By Sarah Kaufman
Washington Post Staff Writer
Monday, September 24, 2001; Page C05
First impressions are so important.
When the Kennedy Center opened in 1971, its first dance performance
was given by the Alvin Ailey American Dance Theater, a groundbreaking
company at the height of its powers. Friday, as the first production
of its first full season, the Clarice Smith Performing Arts Center at
the University of Maryland presented the Parsons Dance Company, the
modern dance group headed by the highly sought-after choreographer
David Parsons.
This was quite a coup, but the choice also marks the Smith Center as
emphasizing crowd-pleasing popularity over a creative initiative with
lasting interest. The center is not alone in making this choice.

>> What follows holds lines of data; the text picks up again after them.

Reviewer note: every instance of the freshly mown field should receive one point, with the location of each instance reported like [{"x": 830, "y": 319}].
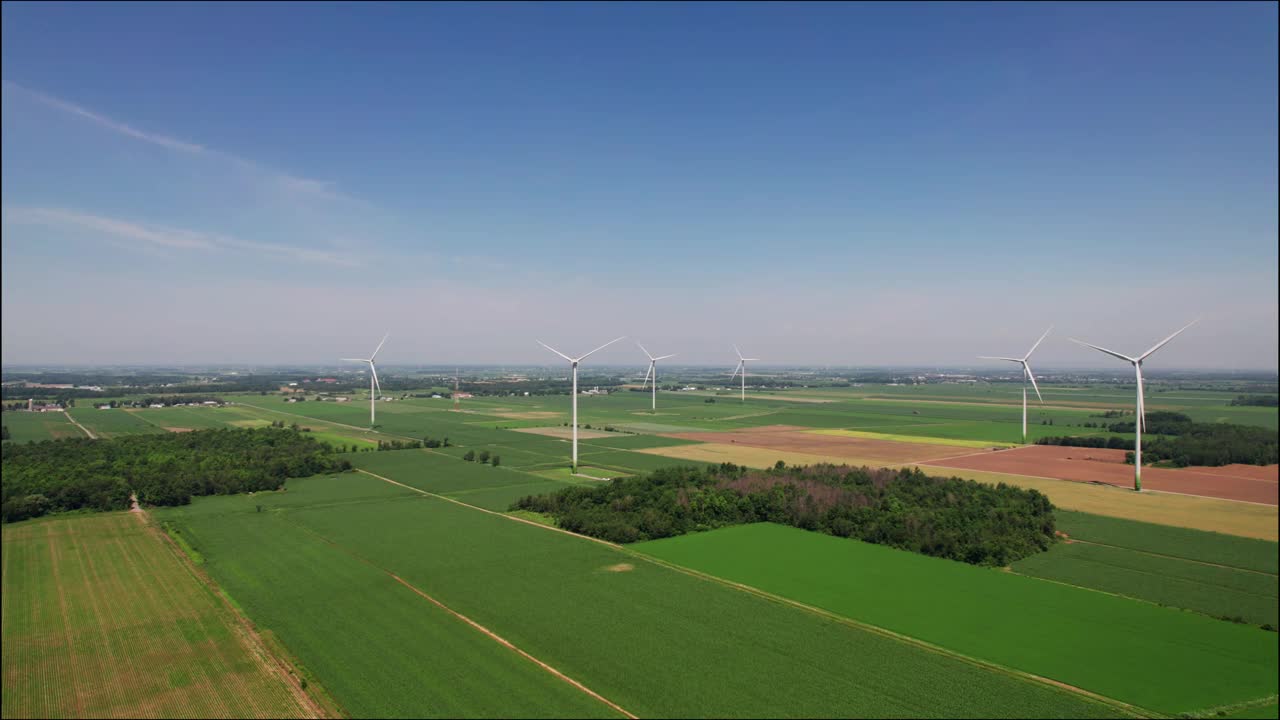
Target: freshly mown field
[
  {"x": 1153, "y": 657},
  {"x": 33, "y": 427},
  {"x": 113, "y": 423},
  {"x": 656, "y": 641},
  {"x": 1208, "y": 514},
  {"x": 1211, "y": 573},
  {"x": 1246, "y": 554},
  {"x": 376, "y": 646},
  {"x": 1212, "y": 589},
  {"x": 103, "y": 619}
]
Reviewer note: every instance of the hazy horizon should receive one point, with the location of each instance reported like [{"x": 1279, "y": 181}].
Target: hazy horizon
[{"x": 822, "y": 185}]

Parsons's name is favored by dance organizations looking to corral
that ever-elusive younger audience. Recently, even American Ballet
Theatre tried baiting its hook with the Parsons lure when it
commissioned him to create "The Pied Piper," an expensive, multimedia
children's ballet. It flopped.
The problem is not that Parsons is a bad choreographer -- he
understands the craft and can be visually clever. But he seems to be
short on ideas. He is, perhaps, overworked and overstretched. His
recent pieces -- he unveiled a premiere at the Kennedy Center last
fall and another at the Smith Center this weekend -- have not matched
the promise of his earlier works.
Yet if he's tired, his company still looks energized and youthful and
continues to circulate studio shots of its dancers captured in
midair, jauntily defying gravity. Call it truth in advertising. What
you see is what you get -- a momentary kinetic charge. When they hit
the floor, however, they are simply not that interesting. This is the
principle at work in "Caught," which continues to be Parsons's most
successful work. Elizabeth Koeppen was both supple and explosive in
this solo, timing her jumps to a strobe so that the light captured
her in what looked like extended flight above the stage. It is the
perfect expression of Parsons's talent, and like the Ailey company's
reliance on "Revelations," it is part of nearly every program. In the
Smith Center's relatively intimate Ina and Jack Kay Theatre, a
too-harsh light obscured some of Koeppen's efforts.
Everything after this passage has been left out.